Equivalence of two norms on $C[0,1]$

Question

Assume that $C[0,1]$ is complete under the norm ||.||. If the norm convergence implies pointwise convergence, show that ||.|| is equivalent to the $||.||_{\infty}$.

Attempt:

Two norms are equivalent if convergence of sequence in one implies convergence of sequence in other.

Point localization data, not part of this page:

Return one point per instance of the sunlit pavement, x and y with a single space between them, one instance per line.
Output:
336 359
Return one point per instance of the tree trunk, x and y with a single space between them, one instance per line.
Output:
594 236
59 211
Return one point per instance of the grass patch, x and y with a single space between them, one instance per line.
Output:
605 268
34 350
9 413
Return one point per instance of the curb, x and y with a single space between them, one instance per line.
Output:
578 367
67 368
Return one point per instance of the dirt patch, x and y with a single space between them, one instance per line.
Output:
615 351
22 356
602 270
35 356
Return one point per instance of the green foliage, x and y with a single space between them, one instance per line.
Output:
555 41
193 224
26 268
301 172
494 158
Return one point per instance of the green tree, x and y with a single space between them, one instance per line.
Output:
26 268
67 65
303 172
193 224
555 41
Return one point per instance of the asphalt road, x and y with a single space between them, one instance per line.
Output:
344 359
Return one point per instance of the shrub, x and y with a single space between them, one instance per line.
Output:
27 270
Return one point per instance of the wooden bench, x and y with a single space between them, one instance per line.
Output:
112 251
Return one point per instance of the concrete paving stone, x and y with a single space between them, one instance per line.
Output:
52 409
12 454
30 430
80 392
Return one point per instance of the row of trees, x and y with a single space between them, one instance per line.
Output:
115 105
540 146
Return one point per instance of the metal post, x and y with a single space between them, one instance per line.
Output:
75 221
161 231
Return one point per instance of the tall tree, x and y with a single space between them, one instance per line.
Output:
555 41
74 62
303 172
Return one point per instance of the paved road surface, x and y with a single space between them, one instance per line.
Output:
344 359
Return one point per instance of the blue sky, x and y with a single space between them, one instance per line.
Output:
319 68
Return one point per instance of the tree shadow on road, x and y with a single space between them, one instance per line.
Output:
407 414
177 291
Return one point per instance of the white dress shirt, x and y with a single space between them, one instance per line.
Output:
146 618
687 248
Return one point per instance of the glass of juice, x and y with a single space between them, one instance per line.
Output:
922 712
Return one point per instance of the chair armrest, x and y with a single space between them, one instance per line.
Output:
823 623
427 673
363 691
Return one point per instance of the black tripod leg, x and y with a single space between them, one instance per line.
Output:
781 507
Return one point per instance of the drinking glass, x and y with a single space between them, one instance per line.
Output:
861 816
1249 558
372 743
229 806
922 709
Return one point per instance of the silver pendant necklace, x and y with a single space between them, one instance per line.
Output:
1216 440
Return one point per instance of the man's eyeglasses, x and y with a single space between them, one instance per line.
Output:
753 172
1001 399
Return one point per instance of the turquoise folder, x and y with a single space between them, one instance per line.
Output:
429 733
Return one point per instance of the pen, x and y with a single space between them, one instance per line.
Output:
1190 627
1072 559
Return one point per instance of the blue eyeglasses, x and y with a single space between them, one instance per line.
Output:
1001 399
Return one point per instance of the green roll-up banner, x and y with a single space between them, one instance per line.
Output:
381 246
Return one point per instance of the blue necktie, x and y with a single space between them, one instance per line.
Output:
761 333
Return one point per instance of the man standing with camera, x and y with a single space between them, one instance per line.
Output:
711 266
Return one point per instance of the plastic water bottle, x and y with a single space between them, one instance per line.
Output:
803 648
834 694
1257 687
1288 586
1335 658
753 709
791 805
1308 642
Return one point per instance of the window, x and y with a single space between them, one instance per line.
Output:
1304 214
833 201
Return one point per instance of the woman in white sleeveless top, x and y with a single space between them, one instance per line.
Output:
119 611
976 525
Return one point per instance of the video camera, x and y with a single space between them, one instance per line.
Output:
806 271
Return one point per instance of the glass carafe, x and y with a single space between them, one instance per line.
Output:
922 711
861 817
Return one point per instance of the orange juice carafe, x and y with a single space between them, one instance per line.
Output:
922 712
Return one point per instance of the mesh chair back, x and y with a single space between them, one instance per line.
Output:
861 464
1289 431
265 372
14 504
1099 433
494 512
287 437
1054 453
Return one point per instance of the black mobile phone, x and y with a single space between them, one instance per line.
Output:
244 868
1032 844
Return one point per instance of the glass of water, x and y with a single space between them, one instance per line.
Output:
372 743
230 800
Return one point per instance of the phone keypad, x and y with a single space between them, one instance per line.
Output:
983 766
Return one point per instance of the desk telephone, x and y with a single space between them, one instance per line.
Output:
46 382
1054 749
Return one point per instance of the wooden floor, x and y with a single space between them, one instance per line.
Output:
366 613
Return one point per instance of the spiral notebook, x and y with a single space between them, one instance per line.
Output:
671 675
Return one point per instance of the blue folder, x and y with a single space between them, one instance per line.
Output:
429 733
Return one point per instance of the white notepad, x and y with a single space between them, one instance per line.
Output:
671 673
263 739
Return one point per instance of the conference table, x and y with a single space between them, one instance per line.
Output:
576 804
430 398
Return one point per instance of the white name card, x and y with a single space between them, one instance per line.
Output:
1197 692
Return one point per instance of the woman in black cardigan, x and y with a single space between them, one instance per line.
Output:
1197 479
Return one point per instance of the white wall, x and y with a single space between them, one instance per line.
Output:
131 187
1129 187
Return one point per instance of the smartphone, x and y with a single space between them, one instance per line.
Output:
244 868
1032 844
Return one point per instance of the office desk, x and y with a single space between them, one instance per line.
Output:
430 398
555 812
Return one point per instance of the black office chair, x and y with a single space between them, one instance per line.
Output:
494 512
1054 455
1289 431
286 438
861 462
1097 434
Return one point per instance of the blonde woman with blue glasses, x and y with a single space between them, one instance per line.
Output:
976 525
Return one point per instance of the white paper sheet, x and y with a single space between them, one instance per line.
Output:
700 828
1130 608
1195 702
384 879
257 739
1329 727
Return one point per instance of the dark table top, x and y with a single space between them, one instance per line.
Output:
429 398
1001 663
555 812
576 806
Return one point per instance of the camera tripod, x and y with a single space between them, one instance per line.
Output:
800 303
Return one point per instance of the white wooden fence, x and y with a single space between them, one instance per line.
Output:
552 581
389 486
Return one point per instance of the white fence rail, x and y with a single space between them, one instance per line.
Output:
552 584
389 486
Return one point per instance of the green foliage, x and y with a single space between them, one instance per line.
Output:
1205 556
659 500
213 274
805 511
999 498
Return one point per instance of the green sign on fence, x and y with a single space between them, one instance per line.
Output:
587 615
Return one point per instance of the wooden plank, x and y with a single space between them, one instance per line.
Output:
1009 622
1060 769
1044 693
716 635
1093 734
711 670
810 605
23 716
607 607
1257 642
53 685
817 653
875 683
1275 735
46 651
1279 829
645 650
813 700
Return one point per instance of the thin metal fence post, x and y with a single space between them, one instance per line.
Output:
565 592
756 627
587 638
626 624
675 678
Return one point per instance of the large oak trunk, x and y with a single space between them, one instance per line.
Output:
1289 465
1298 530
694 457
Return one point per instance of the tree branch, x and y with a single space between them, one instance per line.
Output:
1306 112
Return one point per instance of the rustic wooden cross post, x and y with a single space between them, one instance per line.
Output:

Let $f_n$ be a sequence in $C[0,1]$ which converges to a function $f\in C[0,1]$. i.e. $\lim_{n \rightarrow \infty} ||f_n-f||=0 $. Since convergence in norm implies that pointwise convergence i.e. $\lim_{n \rightarrow \infty} |f_n(x)-f(x)|=0 $. Now how to show that it converges uniformly? Any help is appreciated. Thank you.

Answer 1

Let $E:=C([0,1])$. The linear functionals $\phi_t:(E,\|\cdot\|) \to \mathbb{R}$, $\phi_t(f)=f(t)$ are continuous (since convergence in $\|\cdot\|$ implies pointwise convergence) and the family $\{\phi_t:t \in [0,1]\}$ is pointwise bounded: For each $f \in E$ we have $$ \forall t \in [0,1]:~ |\phi_t(f)|=|f(t)| \le\|f\|_\infty. $$ By the theorem of uniform boundedness $\|\phi_t\|_\ast \le c$ $(t \in [0,1])$ for some $c\ge 0$ (where the functional norm is meant with respect to $\|\cdot\|$). Thus $$ |\phi_t(f)|=|f(t)| \le c \|f\| \quad (t \in [0,1], f \in E), $$ hence $\|f\|_\infty \le c \|f\|$ $(f\in E)$.

Answer 2

Consider $\textrm{id}: (C[0,1], ||\cdot||) \to (C[0,1], ||\cdot||_{\infty})$. We have to show that it is continuous because then by open mapping theorem it is a linear isomorphism and thus the norms are equivalent. But by closed graph theorem it is enough to show that it is a closed map. This is easy: if $f_n \to f$ in $(C[0,1], ||\cdot||)$ and $f_n \to g$ in $(C[0,1], ||\cdot||_{\infty})$ then $f_n(x) \to f(x)$ by assumption and $f_n(x) \to g(x)$ for all $x \in [0,1]$, so $f(x) = g(x)$ for all $x \in [0,1]$ and therefore $\textrm{id}$ is closed, hence continuous.